• WTI tetap stabil setelah Presiden Trump mengisyaratkan kemungkinan pengecualian tarif baru pada industri otomotif.
  • Impor minyak Tiongkok pada bulan Maret naik hampir 5% tahun-ke-tahun, sebagian didorong oleh peningkatan pembelian minyak Iran.
  • OPEC+ telah menurunkan proyeksi pertumbuhan permintaan minyaknya untuk tahun 2025 dan 2026.

Harga minyak mentah West Texas Intermediate (WTI) tetap stabil di sekitar $61,10 selama perdagangan sesi Asia pada hari Selasa. Potensi kenaikan harga minyak didukung oleh komentar terbaru dari Presiden AS, Donald Trump, yang menyarankan kemungkinan pengecualian tarif baru.

Pada hari Senin, Trump mengindikasikan bahwa ia mempertimbangkan keringanan temporer dari tarif 25% pada sektor otomotif, dengan tujuan memberikan waktu kepada para produsen untuk menyelaraskan kembali rantai pasokan mereka. Ia juga mengumumkan pengecualian pada produk-produk teknologi penting di bawah tarif "timbal balik" barunya, yang membantu meningkatkan sentimen risiko global.
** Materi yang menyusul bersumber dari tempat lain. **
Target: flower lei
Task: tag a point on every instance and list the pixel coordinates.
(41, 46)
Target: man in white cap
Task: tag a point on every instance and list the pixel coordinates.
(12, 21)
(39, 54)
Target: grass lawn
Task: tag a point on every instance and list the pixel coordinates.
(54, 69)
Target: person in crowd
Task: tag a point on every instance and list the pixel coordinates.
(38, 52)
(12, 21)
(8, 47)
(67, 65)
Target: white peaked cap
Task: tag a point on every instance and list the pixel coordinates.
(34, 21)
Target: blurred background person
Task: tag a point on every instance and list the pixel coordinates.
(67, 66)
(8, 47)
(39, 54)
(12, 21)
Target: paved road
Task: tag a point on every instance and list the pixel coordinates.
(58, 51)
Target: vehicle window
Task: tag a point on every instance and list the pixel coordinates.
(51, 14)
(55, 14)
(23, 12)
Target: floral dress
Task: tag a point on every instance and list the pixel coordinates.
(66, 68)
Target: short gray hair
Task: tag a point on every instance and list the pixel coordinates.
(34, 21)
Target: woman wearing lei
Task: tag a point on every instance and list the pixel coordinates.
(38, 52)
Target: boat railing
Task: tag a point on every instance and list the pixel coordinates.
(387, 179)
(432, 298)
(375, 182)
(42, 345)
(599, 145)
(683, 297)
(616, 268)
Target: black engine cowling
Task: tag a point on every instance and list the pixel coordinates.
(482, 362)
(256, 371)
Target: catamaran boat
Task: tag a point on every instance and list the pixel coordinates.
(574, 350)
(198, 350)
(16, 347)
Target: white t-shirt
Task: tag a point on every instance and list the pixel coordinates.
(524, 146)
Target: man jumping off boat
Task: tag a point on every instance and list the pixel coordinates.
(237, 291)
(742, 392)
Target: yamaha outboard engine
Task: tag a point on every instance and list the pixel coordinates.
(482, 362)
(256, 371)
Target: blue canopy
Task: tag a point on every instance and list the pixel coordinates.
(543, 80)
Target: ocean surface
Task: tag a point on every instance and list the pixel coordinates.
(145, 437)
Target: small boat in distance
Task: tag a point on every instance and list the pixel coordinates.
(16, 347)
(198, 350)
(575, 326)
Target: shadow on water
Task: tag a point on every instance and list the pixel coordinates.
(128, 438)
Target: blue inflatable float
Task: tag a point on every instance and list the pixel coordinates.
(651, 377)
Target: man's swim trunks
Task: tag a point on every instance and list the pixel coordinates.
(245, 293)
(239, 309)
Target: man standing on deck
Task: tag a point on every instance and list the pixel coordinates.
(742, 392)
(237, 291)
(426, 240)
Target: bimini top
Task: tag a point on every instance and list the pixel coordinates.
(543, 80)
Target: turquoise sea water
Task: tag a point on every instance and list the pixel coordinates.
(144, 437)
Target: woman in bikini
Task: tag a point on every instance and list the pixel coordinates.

Selain itu, harga minyak mendapatkan momentum pada hari Jumat setelah pemerintahan Trump mengumumkan pengecualian tarif pada smartphone, komputer, dan perangkat elektronik lainnya—banyak di antaranya bersumber dari Tiongkok.

Harga Minyak juga mendapat dukungan dari kebangkitan tajam dalam impor minyak mentah Tiongkok. Data yang dirilis pada hari Senin menunjukkan bahwa impor minyak mentah Tiongkok pada bulan Maret naik hampir 5% tahun-ke-tahun, yang sebagian dipicu oleh peningkatan pembelian minyak Iran menjelang sanksi AS yang lebih ketat yang diprakirakan dalam waktu dekat.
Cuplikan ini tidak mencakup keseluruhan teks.